In 2024 the aviation industry will see growing adoption of blockchain technologies. We expect blockchain to streamline various aspects of aviation, from supply chain management to ticketing and maintenance. The global aviation blockchain market is projected to be worth US$ 5.7bn by 2032. Blockchain is capable of creating immutable records of aircraft maintenance, ensuring compliance with safety standards and minimising the risk of counterfeit components entering the system. Smart contracts powered by blockchain can automate and authenticate transactions, reducing the risk of fraud and errors, while increasing transparency. Passengers may also experience a smoother travel experience with blockchain securing personal data and simplifying the ticketing process. Stakeholders in the industry have an opportunity to leverage this technology to promote safety and efficiency within the sector.

#5 Space debris will impact satellite insurers

In 2024 we expect more regulations around space debris, and increased risk for satellite operators. Insurers will likely need to re-evaluate policies and premiums to account for the heightened risks associated with space debris. The fine imposed by the US government on Dish Network for failing to remove a satellite from orbit is pivotal for the industry, highlighting the growing concern over space debris. This development suggests a shift towards greater accountability for satellite operators if they fail to safely retire satellites or defunct equipment from orbit. In addition, more satellites and space equipment are being launched into space, adding to the risk of collisions. Expect a push for regulations and increased scrutiny to ensure responsible space exploration.
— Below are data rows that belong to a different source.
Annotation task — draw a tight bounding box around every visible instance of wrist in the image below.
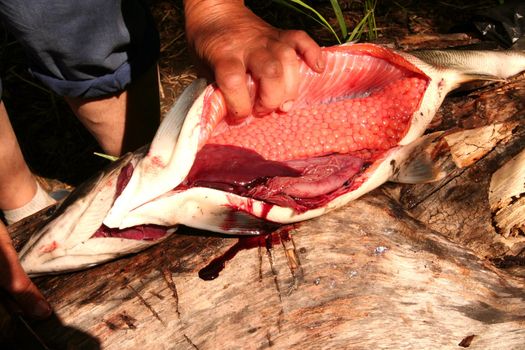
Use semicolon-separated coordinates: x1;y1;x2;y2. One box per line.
184;0;245;46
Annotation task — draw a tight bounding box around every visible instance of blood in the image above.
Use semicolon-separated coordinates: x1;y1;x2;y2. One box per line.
199;225;294;281
182;144;370;212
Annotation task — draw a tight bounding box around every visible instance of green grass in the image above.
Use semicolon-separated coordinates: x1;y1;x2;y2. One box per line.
274;0;377;44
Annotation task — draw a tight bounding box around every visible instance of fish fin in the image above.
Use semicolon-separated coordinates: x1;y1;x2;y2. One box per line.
181;208;280;236
457;72;506;84
150;79;206;159
104;79;206;227
389;152;446;184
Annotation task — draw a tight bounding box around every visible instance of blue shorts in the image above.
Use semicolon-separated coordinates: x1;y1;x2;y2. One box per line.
0;0;160;98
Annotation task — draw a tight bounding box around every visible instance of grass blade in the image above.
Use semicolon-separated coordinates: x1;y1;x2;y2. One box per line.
330;0;348;39
273;0;341;44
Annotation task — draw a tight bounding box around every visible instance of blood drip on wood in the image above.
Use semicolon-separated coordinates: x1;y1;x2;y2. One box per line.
199;225;294;281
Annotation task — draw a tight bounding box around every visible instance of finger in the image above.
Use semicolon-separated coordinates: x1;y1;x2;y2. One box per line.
0;223;51;319
246;48;285;115
268;41;300;112
280;30;326;73
214;58;252;118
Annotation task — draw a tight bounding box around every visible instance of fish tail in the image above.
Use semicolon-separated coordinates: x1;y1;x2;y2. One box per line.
411;50;525;85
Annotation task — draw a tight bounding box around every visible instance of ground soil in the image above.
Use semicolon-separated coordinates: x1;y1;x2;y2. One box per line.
0;0;508;191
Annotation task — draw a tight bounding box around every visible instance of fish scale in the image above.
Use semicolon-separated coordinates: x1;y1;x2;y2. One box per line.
208;76;426;161
20;44;525;275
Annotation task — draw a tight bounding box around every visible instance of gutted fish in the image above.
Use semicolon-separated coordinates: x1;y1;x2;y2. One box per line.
21;44;525;274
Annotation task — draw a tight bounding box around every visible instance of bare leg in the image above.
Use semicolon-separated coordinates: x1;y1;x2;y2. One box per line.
66;66;160;156
0;101;37;210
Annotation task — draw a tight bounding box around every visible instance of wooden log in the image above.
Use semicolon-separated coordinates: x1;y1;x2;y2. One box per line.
1;191;525;349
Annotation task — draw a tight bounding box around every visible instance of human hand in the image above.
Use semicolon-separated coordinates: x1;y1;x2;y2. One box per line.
184;0;325;118
0;221;51;319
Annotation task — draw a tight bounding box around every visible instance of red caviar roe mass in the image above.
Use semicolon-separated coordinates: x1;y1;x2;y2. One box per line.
208;76;426;161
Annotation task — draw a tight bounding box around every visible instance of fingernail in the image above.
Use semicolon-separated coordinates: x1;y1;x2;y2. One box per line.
315;56;325;71
281;100;293;112
32;300;51;318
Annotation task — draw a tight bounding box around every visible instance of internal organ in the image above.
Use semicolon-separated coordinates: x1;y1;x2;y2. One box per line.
208;75;426;161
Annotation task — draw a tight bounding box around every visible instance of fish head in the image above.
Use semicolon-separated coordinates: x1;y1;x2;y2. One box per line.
19;150;174;276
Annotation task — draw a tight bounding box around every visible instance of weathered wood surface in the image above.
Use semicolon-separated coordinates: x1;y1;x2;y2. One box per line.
0;58;525;349
1;192;525;349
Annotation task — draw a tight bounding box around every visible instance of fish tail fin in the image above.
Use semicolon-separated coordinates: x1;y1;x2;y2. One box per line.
456;72;506;85
411;50;525;85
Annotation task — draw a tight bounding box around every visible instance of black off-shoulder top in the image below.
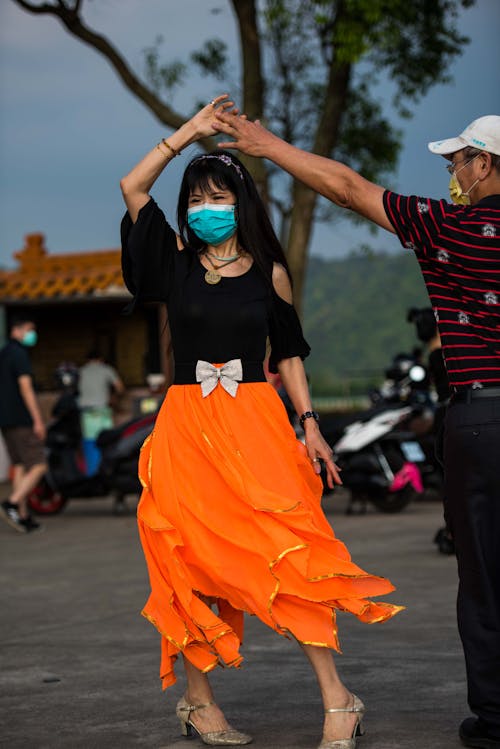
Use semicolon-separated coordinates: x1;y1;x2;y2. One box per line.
121;198;310;372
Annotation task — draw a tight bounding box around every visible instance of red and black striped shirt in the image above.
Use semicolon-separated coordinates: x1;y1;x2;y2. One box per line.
384;191;500;388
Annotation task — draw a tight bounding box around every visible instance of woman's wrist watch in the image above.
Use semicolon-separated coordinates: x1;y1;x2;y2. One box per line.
299;411;319;427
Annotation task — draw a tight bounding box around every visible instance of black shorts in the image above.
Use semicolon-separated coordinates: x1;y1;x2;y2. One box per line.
2;427;46;470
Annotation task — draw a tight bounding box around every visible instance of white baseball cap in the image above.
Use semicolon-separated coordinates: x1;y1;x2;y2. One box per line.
428;114;500;156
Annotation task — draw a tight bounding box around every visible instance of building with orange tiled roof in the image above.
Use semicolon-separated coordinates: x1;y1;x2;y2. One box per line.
0;234;170;390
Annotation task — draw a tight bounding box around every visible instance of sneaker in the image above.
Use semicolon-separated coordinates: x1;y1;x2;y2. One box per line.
20;515;44;533
459;718;500;749
0;499;28;533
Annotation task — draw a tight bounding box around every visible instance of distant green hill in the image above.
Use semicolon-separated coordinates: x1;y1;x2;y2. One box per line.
304;252;429;395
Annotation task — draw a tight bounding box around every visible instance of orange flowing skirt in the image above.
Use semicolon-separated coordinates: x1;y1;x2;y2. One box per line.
137;382;402;689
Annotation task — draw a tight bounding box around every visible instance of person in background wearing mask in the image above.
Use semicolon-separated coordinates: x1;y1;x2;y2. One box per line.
214;110;500;749
78;349;125;476
0;318;47;533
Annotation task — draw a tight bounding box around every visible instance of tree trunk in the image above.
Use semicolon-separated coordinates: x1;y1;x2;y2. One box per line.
287;62;351;315
232;0;269;206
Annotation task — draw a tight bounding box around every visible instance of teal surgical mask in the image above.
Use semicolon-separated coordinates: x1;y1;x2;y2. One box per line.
21;330;38;348
187;203;238;246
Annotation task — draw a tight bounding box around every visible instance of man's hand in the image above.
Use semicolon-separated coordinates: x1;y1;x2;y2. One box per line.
213;109;279;156
189;94;236;139
33;419;47;442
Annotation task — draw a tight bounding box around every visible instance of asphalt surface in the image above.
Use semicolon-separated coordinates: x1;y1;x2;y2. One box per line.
0;487;469;749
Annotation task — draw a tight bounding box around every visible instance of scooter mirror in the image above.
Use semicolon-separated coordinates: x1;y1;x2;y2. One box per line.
408;364;425;382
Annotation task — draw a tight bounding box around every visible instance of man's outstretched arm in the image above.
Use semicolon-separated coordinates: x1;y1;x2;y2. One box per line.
213;111;394;232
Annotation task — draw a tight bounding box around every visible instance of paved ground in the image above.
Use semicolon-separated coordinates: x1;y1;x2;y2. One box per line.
0;494;468;749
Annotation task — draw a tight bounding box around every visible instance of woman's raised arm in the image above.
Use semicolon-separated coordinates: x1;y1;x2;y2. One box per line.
120;94;233;223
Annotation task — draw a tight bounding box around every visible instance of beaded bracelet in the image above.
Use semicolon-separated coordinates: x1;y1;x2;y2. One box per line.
299;411;319;427
156;138;180;159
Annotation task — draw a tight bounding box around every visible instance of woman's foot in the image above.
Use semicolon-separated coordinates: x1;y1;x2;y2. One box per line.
184;694;230;733
321;690;364;747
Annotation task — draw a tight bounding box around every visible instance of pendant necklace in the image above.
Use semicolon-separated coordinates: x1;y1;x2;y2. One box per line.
205;253;241;286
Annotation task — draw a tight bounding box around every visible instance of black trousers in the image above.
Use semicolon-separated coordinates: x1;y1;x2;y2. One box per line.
444;397;500;738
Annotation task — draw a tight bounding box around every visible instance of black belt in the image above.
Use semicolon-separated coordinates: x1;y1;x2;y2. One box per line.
173;359;267;385
451;385;500;403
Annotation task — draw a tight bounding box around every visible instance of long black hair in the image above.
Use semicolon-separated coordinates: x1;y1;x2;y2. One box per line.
177;150;291;284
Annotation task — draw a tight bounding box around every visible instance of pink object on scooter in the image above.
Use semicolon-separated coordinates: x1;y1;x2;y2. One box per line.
389;463;424;494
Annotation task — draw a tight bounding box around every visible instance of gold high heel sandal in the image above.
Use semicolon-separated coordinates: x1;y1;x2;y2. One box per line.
318;694;365;749
175;697;252;746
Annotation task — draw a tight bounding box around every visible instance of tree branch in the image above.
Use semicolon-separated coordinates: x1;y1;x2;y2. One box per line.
231;0;269;204
12;0;216;151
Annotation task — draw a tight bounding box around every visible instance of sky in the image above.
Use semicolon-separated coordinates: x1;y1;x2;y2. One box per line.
0;0;500;267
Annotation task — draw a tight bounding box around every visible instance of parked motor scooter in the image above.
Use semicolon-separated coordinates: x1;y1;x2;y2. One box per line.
28;365;156;515
321;364;425;514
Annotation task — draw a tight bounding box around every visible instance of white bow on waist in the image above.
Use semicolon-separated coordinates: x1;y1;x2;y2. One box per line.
196;359;243;398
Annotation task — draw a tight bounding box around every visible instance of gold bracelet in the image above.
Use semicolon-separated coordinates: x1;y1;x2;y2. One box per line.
156;143;173;159
161;138;180;157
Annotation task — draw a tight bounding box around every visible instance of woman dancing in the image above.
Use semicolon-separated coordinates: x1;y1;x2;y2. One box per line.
120;96;401;749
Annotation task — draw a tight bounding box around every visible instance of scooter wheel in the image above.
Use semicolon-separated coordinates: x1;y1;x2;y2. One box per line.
371;484;417;512
28;479;68;515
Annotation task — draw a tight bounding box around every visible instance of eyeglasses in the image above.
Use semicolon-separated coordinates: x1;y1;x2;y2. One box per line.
446;153;480;174
446;159;472;174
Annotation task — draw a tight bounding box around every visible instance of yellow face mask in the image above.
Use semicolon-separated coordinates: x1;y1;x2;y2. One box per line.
448;154;480;205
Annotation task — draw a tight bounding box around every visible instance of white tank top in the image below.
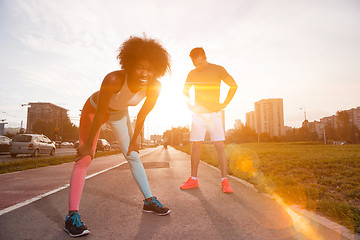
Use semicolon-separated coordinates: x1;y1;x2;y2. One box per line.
109;77;146;110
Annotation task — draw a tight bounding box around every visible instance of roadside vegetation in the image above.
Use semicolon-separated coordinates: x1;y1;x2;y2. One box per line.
0;150;121;174
175;142;360;233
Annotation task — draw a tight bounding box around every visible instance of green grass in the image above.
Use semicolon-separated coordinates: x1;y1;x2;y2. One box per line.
176;142;360;233
0;150;121;174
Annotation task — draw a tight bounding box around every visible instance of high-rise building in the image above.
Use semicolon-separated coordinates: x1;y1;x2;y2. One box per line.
26;102;68;133
255;98;285;137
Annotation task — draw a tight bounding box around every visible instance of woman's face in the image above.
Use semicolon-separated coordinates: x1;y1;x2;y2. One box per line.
131;60;155;88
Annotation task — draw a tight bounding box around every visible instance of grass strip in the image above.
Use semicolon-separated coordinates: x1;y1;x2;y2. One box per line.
0;150;121;174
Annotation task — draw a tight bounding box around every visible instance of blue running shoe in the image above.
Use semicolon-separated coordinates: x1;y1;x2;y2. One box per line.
143;196;170;216
64;212;90;237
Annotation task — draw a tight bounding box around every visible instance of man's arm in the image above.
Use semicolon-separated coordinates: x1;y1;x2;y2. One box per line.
127;80;161;155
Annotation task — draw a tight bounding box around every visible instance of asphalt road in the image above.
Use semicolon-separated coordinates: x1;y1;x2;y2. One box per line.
0;147;358;240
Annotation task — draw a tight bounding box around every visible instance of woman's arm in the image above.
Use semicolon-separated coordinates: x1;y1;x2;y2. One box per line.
76;71;124;160
127;80;161;155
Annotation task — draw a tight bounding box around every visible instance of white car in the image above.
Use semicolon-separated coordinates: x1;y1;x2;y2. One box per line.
10;134;56;157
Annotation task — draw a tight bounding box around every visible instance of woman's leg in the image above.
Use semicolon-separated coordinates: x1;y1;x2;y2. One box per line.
109;111;152;199
69;100;105;211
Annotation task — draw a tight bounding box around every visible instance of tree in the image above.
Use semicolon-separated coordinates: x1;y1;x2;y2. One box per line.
163;127;190;146
336;111;352;142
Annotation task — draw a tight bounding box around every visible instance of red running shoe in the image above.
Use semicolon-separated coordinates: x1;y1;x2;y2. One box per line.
180;177;199;190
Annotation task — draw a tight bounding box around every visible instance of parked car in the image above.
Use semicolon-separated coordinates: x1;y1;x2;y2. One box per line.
96;139;111;152
0;136;11;152
10;134;56;157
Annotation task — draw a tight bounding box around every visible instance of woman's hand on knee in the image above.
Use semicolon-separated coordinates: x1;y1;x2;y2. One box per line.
75;144;94;162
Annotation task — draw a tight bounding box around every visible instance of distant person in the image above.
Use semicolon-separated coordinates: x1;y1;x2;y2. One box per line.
180;48;237;193
65;36;170;237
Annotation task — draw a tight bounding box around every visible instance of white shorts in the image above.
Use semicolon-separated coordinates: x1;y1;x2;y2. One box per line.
190;111;225;142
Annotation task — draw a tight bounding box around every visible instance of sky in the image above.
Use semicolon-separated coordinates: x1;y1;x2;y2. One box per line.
0;0;360;139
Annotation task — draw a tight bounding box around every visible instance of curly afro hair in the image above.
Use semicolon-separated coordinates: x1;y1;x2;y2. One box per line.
117;36;171;78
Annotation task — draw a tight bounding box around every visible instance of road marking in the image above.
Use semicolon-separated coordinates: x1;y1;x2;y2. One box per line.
0;148;157;216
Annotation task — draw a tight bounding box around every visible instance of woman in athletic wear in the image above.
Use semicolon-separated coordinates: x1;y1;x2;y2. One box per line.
65;36;170;237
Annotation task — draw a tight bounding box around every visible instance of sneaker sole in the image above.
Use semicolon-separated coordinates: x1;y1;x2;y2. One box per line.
222;189;233;193
64;228;90;237
143;209;171;216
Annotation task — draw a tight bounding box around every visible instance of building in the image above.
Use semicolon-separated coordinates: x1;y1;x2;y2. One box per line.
254;98;285;137
26;102;69;136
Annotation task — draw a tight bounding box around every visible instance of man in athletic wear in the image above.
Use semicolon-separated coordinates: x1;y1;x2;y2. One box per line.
180;48;237;193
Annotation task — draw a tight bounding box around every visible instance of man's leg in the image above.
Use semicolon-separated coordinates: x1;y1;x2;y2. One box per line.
191;142;202;177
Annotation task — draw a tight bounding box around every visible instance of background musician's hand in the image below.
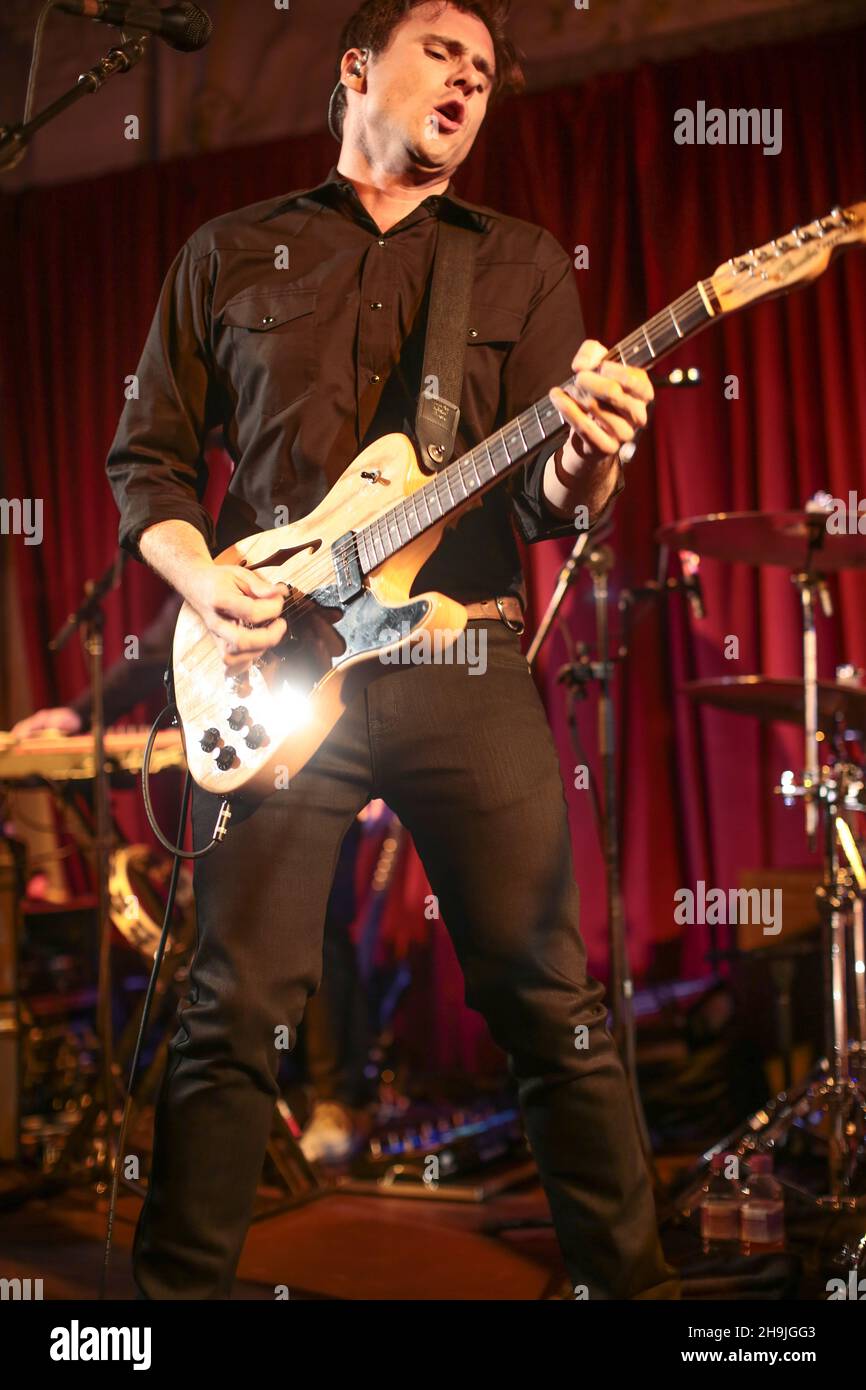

#6 Increased focus on drone risk exposures in the UK

The UK government Risk Register 2023 highlighted the risks associated with a malicious drone incident as being limited but with a moderate impact. This translates into the prospect of such an incident being between 0.2% and 1% (compared to, for example, less than 0.2% chance of an aviation collision over UK skies). The government report highlights the significant increase in drone use, for business and pleasure, in recent years. In 2018, the PwC report “Skies Without Limits” predicted 76,000 drones being in use in the UK by 2030. The second edition of the report, published in 2023, has revised that number to more than 900,000. Increased use and numbers does not automatically mean an increased prospect of accidents, but from a risk analysis perspective, it does potentially speak to greater access to hardware which could be used to malicious ends. It will be interesting to see how the UK government continues to assess and mitigate risk in this arena, against what we predict will be the development of European Union Aviation Safety Agency/EU rules (or as a minimum, guidelines) on counter-drone steps.

#7 Package holidays: all change?

The UK Department for Business and Trade has launched a ‘call for evidence’ into the Package Travel Regulations 2018 (PTRs), with a more detailed consultation scheduled for early 2024. We foresee that the experiences of the failure of Thomas Cook and, crucially, the COVID-19 pandemic will have a significant influence on any changes. Key proposals include a possible removal of the concept of Linked Travel Arrangements; exempting packages that involve domestic only activities or no travel element; an exemption for lower priced packages; flexibility in the provision of insolvency protection; and simplifying the meaning of “other tourism services”. One issue that is sure to be raised is the disconnect between the obligations of Organisers to refund customers in full, and the difficulties faced in recovering those costs from suppliers, including airlines.